İnsanın kafası tersten çalışmaya başlamasın; bunun kadar kötü bir şey olamaz. En çarpıcı örneği, KDP yönetim üyesi Sefin Dizayi’nin Balayan’da 4 sivilin Türk uçaklarıyla katledilmesi konusunda yaptığı konuşmadır. Güya PKK o dağlarda ve köylere yakın yerlerde olduğu için o köylüler ölmüş! Körle yatan şaşı kalkarmış. Yıllarca Türkiye'de KDP temsilciliği yapılırsa olacağı budur. Türk devlet yetkilileri ve siyasetçilerden ancak dünyaya ve olgulara ters bakmak öğrenilir. Sefin Dizayi de yıllarca onlarla oturup kalkmış, onların mantığını almış. Hem de Kürt düşmanlığında öncü olan bir devlet ve siyasi sistemden!
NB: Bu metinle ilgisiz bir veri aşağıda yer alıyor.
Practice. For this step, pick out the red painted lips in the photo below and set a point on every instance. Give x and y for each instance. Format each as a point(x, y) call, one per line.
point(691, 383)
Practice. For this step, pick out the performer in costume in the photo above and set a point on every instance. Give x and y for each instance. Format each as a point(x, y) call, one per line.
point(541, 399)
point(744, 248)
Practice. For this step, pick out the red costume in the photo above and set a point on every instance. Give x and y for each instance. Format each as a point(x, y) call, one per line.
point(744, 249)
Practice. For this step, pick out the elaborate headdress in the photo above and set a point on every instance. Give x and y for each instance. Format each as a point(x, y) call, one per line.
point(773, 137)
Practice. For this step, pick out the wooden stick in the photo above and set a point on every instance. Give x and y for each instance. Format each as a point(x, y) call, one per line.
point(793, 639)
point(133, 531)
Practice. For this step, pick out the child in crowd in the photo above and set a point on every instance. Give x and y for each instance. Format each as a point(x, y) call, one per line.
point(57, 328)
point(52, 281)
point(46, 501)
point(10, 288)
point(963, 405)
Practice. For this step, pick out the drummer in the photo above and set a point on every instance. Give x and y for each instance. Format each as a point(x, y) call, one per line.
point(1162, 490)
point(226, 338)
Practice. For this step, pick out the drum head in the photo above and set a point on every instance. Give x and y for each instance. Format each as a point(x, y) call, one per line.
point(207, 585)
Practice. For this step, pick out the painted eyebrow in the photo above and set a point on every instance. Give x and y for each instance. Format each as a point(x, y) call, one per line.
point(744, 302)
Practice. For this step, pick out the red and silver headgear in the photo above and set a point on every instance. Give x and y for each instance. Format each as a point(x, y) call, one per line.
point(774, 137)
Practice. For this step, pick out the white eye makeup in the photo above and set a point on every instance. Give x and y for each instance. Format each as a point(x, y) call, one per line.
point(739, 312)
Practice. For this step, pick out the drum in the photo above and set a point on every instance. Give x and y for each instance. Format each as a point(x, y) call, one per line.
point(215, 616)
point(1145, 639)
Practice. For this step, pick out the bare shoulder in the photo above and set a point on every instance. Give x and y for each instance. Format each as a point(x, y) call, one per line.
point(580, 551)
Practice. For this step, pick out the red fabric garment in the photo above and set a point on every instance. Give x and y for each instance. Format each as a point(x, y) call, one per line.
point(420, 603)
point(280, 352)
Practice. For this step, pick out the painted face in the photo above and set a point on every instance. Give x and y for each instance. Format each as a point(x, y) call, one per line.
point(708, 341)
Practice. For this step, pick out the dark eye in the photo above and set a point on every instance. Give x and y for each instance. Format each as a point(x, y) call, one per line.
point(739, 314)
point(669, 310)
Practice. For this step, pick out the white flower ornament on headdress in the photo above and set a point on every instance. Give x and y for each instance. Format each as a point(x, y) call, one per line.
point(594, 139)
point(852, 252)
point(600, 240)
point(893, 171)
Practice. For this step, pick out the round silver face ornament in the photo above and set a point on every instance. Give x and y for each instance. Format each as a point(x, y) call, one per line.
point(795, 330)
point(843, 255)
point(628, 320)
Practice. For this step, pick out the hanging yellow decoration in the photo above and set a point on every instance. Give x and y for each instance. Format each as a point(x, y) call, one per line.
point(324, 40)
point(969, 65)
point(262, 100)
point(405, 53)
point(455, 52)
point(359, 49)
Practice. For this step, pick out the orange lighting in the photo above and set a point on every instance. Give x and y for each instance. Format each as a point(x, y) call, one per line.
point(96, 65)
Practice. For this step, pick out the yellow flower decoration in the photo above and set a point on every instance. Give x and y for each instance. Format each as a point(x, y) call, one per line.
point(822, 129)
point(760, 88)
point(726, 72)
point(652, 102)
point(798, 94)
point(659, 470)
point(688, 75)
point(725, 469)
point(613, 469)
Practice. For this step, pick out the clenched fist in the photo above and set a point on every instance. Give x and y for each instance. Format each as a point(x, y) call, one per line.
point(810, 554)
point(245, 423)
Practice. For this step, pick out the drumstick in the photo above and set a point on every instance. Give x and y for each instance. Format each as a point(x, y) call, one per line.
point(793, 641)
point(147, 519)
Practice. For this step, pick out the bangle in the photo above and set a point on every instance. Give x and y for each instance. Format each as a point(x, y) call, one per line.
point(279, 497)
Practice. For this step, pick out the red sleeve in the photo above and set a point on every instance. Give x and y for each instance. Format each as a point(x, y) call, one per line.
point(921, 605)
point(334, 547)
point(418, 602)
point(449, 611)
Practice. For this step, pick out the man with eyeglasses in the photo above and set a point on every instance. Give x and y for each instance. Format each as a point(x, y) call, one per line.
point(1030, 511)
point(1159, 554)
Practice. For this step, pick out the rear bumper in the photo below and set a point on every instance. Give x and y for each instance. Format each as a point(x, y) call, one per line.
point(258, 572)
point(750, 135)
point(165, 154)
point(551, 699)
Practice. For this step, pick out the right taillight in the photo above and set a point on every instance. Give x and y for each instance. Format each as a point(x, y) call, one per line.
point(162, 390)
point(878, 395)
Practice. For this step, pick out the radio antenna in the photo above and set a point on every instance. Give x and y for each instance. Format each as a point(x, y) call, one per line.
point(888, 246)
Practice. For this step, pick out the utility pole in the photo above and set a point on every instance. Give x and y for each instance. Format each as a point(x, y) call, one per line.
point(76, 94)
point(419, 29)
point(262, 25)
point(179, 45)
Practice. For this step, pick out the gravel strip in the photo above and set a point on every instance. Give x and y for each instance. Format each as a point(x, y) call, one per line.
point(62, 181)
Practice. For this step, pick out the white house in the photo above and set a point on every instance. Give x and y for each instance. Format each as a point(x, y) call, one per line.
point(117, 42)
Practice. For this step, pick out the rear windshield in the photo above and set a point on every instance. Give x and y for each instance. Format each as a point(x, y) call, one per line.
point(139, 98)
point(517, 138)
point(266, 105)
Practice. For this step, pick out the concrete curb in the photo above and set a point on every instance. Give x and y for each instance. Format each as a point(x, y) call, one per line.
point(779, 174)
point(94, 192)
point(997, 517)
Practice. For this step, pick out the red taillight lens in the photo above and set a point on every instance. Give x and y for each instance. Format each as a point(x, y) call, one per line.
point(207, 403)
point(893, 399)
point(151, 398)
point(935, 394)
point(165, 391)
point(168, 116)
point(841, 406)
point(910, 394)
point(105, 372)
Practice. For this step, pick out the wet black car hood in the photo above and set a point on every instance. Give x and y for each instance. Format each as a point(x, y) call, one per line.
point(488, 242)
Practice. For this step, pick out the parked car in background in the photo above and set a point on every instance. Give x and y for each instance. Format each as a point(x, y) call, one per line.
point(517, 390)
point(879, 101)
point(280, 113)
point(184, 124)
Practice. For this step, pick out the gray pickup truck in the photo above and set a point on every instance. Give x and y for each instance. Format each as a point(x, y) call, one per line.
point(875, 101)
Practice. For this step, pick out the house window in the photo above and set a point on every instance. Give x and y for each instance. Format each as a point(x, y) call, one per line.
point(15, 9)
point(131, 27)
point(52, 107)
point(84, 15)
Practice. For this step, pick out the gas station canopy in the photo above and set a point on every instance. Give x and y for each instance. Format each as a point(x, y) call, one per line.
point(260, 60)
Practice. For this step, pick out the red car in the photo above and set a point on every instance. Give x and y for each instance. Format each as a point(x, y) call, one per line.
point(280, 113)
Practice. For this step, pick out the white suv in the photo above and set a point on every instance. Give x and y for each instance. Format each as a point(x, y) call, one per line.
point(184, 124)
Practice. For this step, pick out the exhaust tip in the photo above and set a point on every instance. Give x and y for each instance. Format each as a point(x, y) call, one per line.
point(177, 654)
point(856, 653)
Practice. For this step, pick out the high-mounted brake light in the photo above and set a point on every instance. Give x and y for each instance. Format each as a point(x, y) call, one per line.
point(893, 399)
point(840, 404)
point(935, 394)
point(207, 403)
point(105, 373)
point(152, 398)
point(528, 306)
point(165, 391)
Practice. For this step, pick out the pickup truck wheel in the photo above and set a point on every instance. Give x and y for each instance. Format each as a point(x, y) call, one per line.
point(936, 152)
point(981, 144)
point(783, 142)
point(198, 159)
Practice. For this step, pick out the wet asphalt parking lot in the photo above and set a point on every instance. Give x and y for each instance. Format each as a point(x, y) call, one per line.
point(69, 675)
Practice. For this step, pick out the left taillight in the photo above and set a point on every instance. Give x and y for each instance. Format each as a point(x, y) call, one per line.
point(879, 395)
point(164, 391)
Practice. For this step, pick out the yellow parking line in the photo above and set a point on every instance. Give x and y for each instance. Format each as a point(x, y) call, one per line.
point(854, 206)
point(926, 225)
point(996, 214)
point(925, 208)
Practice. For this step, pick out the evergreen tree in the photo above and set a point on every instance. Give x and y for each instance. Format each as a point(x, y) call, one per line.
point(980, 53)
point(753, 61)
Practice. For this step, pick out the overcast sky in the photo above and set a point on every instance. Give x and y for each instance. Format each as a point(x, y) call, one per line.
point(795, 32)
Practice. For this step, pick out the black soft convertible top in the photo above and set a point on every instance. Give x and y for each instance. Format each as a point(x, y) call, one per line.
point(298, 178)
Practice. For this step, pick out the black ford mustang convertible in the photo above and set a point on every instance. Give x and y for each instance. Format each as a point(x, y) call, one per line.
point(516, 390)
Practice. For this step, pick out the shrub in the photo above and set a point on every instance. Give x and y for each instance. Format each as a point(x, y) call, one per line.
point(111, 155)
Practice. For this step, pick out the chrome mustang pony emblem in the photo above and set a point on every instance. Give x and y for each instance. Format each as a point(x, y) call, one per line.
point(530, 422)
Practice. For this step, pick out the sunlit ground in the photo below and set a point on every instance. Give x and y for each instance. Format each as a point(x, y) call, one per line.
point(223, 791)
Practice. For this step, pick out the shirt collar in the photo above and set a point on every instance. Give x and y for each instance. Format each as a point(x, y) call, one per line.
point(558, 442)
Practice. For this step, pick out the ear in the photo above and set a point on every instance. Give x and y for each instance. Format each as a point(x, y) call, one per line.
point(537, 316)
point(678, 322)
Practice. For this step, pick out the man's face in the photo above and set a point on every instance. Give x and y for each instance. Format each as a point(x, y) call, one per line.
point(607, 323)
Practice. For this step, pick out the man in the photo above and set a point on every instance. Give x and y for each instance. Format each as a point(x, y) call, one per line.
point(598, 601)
Onlardan Kürt düşmanlığının ne kadar derin olduğunu öğreneceğine, onların Kürtlere uyguladığı psikolojik savaş söylemlerini öğrenmiş. Yazı ki yazık! 

Balayan’a saldıran bu uçaklar iki aydan fazla Efrîn’e bomba yağdırmış, 300 civarında sivili katletmiştir. Gerekçe ne? YPG’liler varmış! Tabii ki Rojava Kürdistan'ın öz savunması olacak. Bu da YPG’dir. YPG kime karşı savaşmış? DAİŞ’e ve El Nusra’ya karşı! Kürtler Rojava’da niye özgürleşti, neden YPG'yi kurdular denilebilir mi? Sefin Dizayi’nin Balayan’da katledilen dört köylü için yaptığı açıklama, Efrîn’de katledilen sivillerin de YPG yüzünden olduğunu söylemek anlamına gelir. Bu yaklaşım “biz sivil öldürmüyoruz” diyen AKP-MHP faşizmini aklamaktır. Efrîn’i bir tarafa bırakalım, referandum öncesi ve sonrası Türk ordusu sınırda Irak askeriyle birlikte tatbikat yapmadı mı? Türk devleti başta Kerkük olmak üzere Irak hükümetine askeri yardım yapma teklifinde bulunmadı mı? Sefin Dizayi bunu bilmiyorsa araştırsın, öğrensin! Şimdi Türk devletinin Balayan’da sivilleri katletmesi karşısında, sivil yerleşim alanlarına neden saldırı yapıyorsunuz denileceğine, Türk devletinin saldırılarını normalleştirme ve meşrulaştırma neyin nesi oluyor? Bir Kürt siyasi şahsiyetine bu yakışır mı? Hem de Kuzey Irak’ta yaptığımız hatayı Kuzey Suriye'de yapmayacağız diyen ve bu zihniyetle Efrîn’e saldıran Kürt düşmanı Türkiye söz konusuyken! Kerkük ve Efrîn’e düşmanlık neyse Balayan’a saldırı da odur. Sayın Dizayi bunu anlamayacaksa neyi anlayacak! Türk devleti Kuzey Irak’ta yaptığını söylediği hatayı bir gün düzeltmeye çalıştığında mı anlayacak? “Kürt nasıl vurulduğunu öldüğünde anlarmış” diye bir yargı varmış. Sefin Dizayi bu yargıyı doğruluyor.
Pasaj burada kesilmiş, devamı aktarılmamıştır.